Novamente no youtube, me veio a ideia de mostrar a ele “Paradise”, do Coldplay.  Ficou encantado com a história do elefantinho que vai em busca dos amigos.

Em casa, nós dois, entre uma brincadeira e outra, sempre vem alguma música. E eis que comecei a cantar “AA UU”, dos Titãs.

Aí aproveitei e assistimos “Homem primata”

O efeito é meio estranho… eu cantando para ele músicas que eram do meu tempo de criança. Tenho na memória eu cantando “homem de massa, capitalismo selvagem”, na frente do rádio, sem entender boa parte do que eles diziam.

Quando vai passear de carro com o pai, ouve Rammstein — essa é a preferida –, David Bowie, Alceu Valença…  um pouco de tudo o que nós mesmos gostamos de ouvir e temos vontade de compartilhar com ele.

Finalizo essa lista com a música que ouvimos logo pela manhã. Deixamos o cd acústico da Gal Costa no despertador. Assim, na primeira troca de fralda, a gente canta junto “Baby”

E quem sabe daqui um tempo faço outra lista, com as novas músicas que vão entrando no nosso repertório…

“SEMPRE PRECISEI DE UM POUCO DE ATENÇÃO”

é a primeira frase de “Teatro dos vampiros”, música do Legião urbana. Criança entre os anos 80 e 90, escutava muito no rádio os sucessos da banda. Sem me considerar uma fã deles, conheço a letra de muitas das canções — dentre tantas,  essa é uma das mais marcantes.

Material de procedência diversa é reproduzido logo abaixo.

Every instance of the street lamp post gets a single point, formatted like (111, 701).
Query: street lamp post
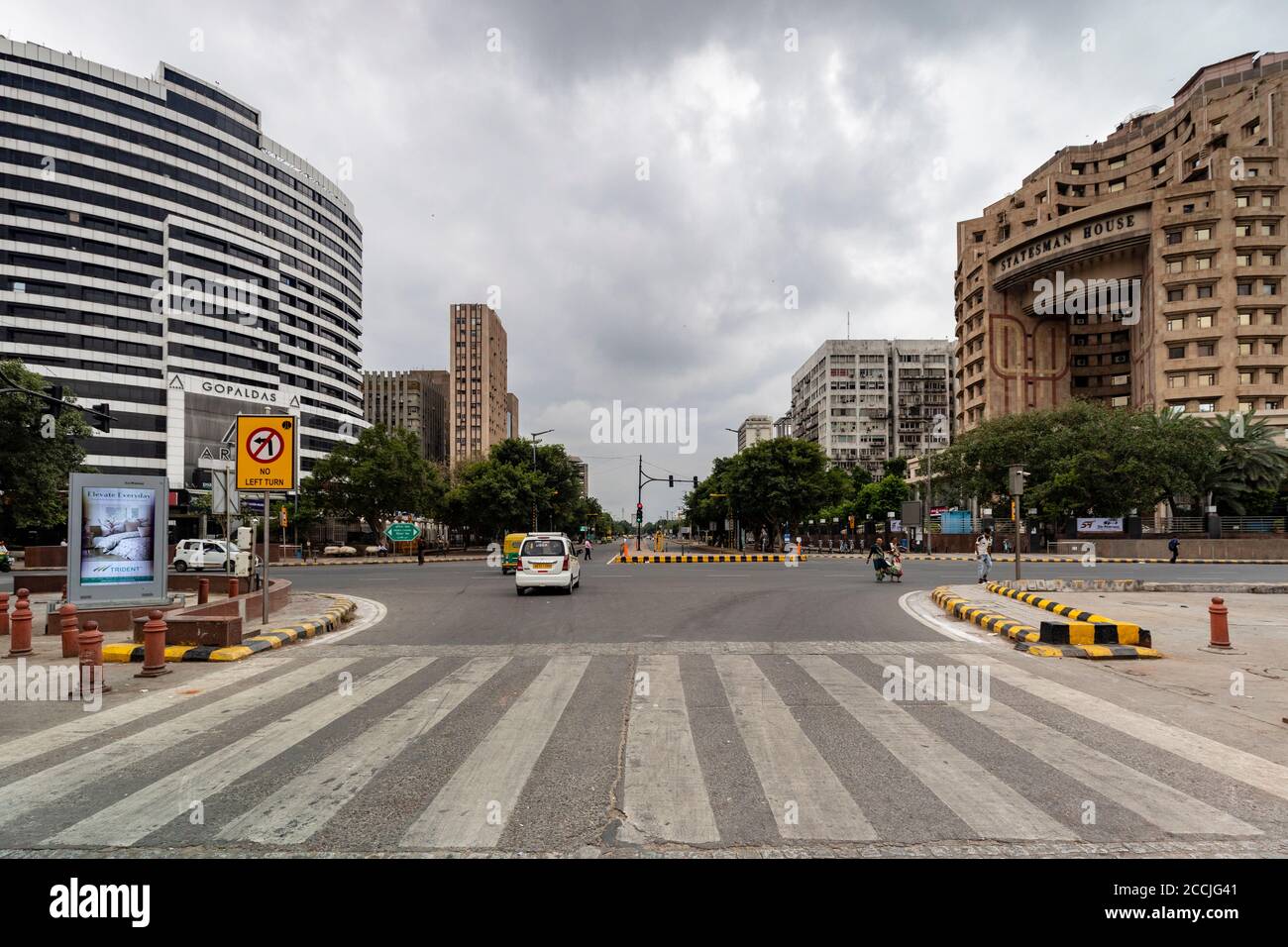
(536, 440)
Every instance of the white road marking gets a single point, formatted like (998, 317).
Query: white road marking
(170, 796)
(805, 796)
(476, 804)
(296, 810)
(979, 799)
(666, 795)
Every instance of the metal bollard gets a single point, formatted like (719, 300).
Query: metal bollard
(1219, 624)
(69, 622)
(90, 641)
(20, 628)
(154, 646)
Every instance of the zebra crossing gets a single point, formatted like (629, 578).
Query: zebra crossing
(361, 751)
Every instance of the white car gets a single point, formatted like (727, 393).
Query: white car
(546, 560)
(202, 554)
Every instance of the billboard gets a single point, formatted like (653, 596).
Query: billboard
(116, 539)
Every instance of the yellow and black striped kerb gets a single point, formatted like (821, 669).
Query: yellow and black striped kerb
(266, 641)
(1082, 628)
(704, 558)
(1028, 638)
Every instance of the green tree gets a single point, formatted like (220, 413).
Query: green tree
(38, 453)
(375, 478)
(776, 483)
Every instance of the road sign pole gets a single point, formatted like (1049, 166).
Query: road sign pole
(266, 553)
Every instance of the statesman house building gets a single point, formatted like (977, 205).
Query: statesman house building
(1145, 269)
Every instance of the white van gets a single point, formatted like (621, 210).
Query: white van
(546, 560)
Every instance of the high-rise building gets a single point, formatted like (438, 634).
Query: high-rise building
(413, 401)
(864, 401)
(1145, 269)
(161, 254)
(480, 399)
(754, 429)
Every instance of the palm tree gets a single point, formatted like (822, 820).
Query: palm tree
(1250, 459)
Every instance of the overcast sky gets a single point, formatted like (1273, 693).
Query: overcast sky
(519, 167)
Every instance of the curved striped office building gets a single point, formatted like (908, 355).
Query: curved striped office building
(161, 254)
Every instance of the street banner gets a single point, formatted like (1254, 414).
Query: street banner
(116, 538)
(1100, 525)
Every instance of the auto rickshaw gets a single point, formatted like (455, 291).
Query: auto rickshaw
(510, 552)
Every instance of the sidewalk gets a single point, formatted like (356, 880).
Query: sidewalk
(1250, 680)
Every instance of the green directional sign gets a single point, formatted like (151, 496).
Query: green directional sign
(402, 532)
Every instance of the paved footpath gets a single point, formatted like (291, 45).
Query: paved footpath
(639, 748)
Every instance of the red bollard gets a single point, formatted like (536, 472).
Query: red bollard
(1219, 624)
(69, 629)
(154, 646)
(20, 643)
(90, 642)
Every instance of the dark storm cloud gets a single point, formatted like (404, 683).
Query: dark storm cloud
(814, 169)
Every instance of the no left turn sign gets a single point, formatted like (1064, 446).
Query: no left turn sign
(266, 445)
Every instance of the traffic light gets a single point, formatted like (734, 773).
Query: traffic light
(101, 418)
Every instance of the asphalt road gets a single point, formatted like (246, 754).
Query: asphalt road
(835, 599)
(661, 709)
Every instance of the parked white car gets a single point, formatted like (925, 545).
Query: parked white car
(546, 560)
(205, 554)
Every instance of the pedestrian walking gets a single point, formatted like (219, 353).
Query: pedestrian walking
(983, 552)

“Dezesseis” apareceu num sonho e o já falei de “Teatro dos vampiros” em outro post: não lembro mais do pesadelo, mesmo assim a letra música volta à mente de tempos em tempos. Só que, agora, em vez do trecho “voltamos a viver há dez anos atrás”, fico pensando mesmo no comecinho: “sempre precisei de um pouco de atenção, acho que nem sei quem sou, só sei do que não gosto”. Fui até atrás de uma análise da letra — na verdade, mais interessante é a prévia à interpretação, a historinha por trás da música, a referência a Entrevista com o Vampiro de Anne Rice, etc. etc. Dar uma única leitura a uma canção como essa reduz seus significados. De toda forma, é um esforço muito válido.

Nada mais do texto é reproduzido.